Mais le narrateur se souvient aussi de l'assassin de son ami : le terrifiant Shadow, un colonel nazi d’origine russe. Il a pu le rencontrer après la guerre, dans la prison où le bourreau se mourait. Une rencontre qui a eu lieu à la demande de ce dernier.
«Ce que je perçois aujourd'hui, alors qu'il y a trente-six ans que Stéphane n'est plus, trente-cinq ans que Shadow est mort, c'est que cela n'est plus qu'une vieille histoire, un vieux film un peu rétro, un peu mélo avec un SS et un résistant.»
«En face de la pesanteur de pierre de Shadow je perçois combien, malgré sa solidité, Stéphane est léger, aérien.»La pensée du narrateur vogue entre le présent et le passé. Sans cesse. Entre les vivants et les morts. Mais sans nous perdre.
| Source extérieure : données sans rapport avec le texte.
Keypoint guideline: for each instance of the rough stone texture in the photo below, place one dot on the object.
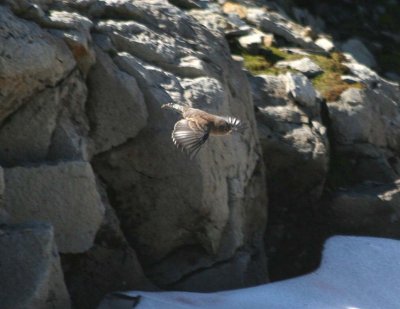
(300, 88)
(30, 60)
(110, 265)
(70, 136)
(22, 143)
(4, 216)
(30, 268)
(64, 194)
(326, 44)
(359, 51)
(365, 127)
(293, 138)
(279, 25)
(303, 65)
(296, 154)
(367, 209)
(216, 204)
(116, 106)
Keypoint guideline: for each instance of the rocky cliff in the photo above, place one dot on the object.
(96, 198)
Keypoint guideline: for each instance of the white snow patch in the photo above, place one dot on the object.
(355, 273)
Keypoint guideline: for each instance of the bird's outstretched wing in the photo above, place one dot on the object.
(189, 137)
(236, 124)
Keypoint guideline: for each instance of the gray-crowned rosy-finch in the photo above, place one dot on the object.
(196, 126)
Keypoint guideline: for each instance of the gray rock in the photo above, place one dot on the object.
(301, 89)
(359, 51)
(253, 40)
(350, 79)
(30, 143)
(362, 72)
(304, 65)
(110, 265)
(294, 142)
(365, 127)
(296, 154)
(371, 209)
(74, 29)
(116, 106)
(31, 59)
(325, 43)
(30, 268)
(64, 194)
(69, 139)
(216, 214)
(279, 25)
(4, 216)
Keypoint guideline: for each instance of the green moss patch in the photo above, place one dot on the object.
(329, 83)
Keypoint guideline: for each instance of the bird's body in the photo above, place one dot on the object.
(196, 126)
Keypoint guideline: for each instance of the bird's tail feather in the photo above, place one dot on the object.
(176, 107)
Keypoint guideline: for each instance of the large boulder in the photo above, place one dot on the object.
(30, 268)
(365, 128)
(64, 195)
(296, 154)
(216, 205)
(116, 105)
(30, 60)
(110, 265)
(367, 209)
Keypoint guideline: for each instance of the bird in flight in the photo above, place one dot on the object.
(191, 132)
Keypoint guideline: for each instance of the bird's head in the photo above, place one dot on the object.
(234, 125)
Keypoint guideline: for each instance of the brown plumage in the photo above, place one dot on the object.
(191, 132)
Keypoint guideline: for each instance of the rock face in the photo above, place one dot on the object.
(210, 208)
(296, 154)
(86, 147)
(84, 109)
(64, 194)
(31, 60)
(368, 209)
(30, 262)
(366, 128)
(116, 109)
(359, 51)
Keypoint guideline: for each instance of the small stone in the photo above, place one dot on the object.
(64, 194)
(30, 270)
(304, 65)
(360, 52)
(325, 44)
(301, 89)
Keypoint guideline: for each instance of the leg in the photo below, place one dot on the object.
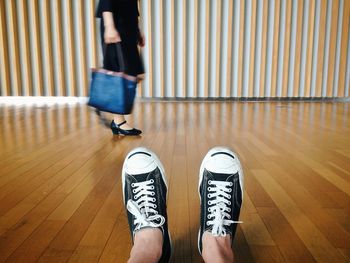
(120, 126)
(120, 119)
(217, 249)
(144, 193)
(221, 195)
(147, 246)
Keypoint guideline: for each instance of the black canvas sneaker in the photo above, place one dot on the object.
(145, 194)
(221, 193)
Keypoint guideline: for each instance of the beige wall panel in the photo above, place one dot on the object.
(161, 43)
(184, 49)
(241, 48)
(263, 50)
(61, 90)
(286, 47)
(311, 28)
(37, 50)
(252, 48)
(207, 54)
(47, 39)
(13, 50)
(321, 46)
(344, 48)
(298, 49)
(82, 58)
(229, 51)
(25, 48)
(4, 57)
(332, 47)
(275, 48)
(48, 46)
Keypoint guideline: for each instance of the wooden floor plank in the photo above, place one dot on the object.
(60, 189)
(318, 245)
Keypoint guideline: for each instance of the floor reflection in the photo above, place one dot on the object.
(29, 126)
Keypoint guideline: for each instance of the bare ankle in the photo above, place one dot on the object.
(217, 249)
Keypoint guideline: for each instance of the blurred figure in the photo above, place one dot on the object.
(119, 23)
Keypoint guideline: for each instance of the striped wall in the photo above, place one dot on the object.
(195, 48)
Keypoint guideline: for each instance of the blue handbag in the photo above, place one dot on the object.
(112, 91)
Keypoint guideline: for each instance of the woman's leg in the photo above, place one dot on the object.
(147, 246)
(217, 249)
(120, 119)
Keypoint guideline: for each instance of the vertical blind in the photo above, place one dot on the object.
(194, 49)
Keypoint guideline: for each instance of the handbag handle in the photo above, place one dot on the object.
(119, 53)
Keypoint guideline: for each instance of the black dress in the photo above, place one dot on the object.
(125, 15)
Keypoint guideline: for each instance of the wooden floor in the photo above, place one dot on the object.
(60, 184)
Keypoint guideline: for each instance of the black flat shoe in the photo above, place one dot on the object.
(117, 130)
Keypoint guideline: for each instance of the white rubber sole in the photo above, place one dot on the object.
(207, 158)
(153, 157)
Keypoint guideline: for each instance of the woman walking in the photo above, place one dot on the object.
(119, 23)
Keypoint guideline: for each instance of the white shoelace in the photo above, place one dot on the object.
(143, 208)
(219, 207)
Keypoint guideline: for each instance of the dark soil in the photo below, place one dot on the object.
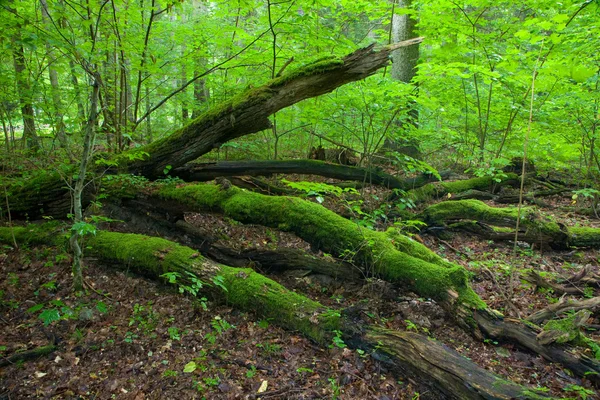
(131, 338)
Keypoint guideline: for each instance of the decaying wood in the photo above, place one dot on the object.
(535, 278)
(564, 305)
(28, 355)
(447, 372)
(242, 115)
(209, 171)
(516, 331)
(249, 112)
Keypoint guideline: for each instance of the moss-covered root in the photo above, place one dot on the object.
(425, 355)
(28, 355)
(241, 287)
(437, 190)
(245, 289)
(534, 226)
(584, 237)
(336, 235)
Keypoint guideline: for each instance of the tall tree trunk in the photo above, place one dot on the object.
(88, 144)
(59, 124)
(25, 96)
(404, 60)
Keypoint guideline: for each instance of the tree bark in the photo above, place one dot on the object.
(29, 132)
(248, 113)
(499, 224)
(210, 171)
(447, 371)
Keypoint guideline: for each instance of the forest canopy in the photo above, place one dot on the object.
(411, 187)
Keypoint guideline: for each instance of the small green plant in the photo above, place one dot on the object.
(169, 373)
(130, 337)
(144, 318)
(174, 333)
(251, 372)
(582, 392)
(336, 389)
(263, 324)
(411, 326)
(13, 279)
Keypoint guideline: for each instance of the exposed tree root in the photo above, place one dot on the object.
(245, 289)
(564, 305)
(498, 224)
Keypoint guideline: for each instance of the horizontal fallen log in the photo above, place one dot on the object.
(248, 112)
(436, 190)
(563, 306)
(209, 171)
(335, 235)
(241, 115)
(392, 257)
(499, 224)
(28, 355)
(447, 371)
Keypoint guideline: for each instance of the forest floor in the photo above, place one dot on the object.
(131, 338)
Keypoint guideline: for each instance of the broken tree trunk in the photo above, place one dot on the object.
(499, 223)
(248, 112)
(209, 171)
(438, 190)
(449, 373)
(241, 115)
(136, 218)
(395, 258)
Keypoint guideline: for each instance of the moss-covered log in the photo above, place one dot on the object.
(241, 115)
(136, 218)
(499, 224)
(334, 234)
(28, 355)
(525, 334)
(248, 112)
(209, 171)
(393, 257)
(444, 369)
(438, 190)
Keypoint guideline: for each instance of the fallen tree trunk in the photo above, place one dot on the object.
(395, 258)
(446, 370)
(139, 220)
(241, 115)
(438, 190)
(209, 171)
(336, 235)
(248, 112)
(499, 223)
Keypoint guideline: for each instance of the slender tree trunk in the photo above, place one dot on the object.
(88, 144)
(78, 100)
(185, 113)
(25, 95)
(59, 125)
(404, 65)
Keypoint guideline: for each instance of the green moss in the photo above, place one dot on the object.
(316, 67)
(438, 189)
(410, 246)
(566, 329)
(334, 234)
(584, 237)
(246, 289)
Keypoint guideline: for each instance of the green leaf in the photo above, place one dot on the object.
(35, 308)
(49, 316)
(190, 367)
Parce que l’écriture est simple et précise. L’expression de la pensée (la pensée humaniste et profonde d’un sage au grand cœur) est claire. Le récit parfaitement construit. Aussi nous le suivons dans son monde intérieur…Mais ce monde, bien qu’il lui soit personnel, est aussi celui de l’universalité des sentiments humains et nous renvoie constamment à nous-mêmes…à du connu, du vécu…
«
Il ne faut que regarder en soi toujours plus fort, toujours plus profondément», jusqu'à ce que les «yeux intérieurs ne soient plus deux, mais toute une constellation, un dôme de regards fixés sur l'obscurité».«
Je voudrais faire l'économie de toutes les morts que j'ai vécues, de celles que je devrai vivre encore. Je ne peux pas, je suis dans ce temps, dans ce monde, il n'y en a pas d'autres.»La mort constitue le thème central du livre, mais d’autres thèmes sont abordés : l’amitié, l'impuissance face à la vieillesse et la mort, l’horreur de la guerre, la force d'une main tendue, le réconfort qu’on peut apporter en tenant une main aussi…Un regard également sur le monde urbain d’aujourd’hui…
«J’ai envie d’un autre monde où il n’y aurait plus cette folie mécanique, ces murs, ce ciel toujours emprisonné qu’on ne voit qu’en lambeaux, mais ce monde est le nôtre, celui que nous avons voulu.» Le livre ne m'appartenait pas. Il m'a été prêté par Senti (
à elle ) qui l'a cerclé...J'aurais voulu souligner, surligner, sans cesse...Pour ce faire, et parce que cela s'avère pour moi une nécessité, je vais devoir m'acheter ce livre...et le relire!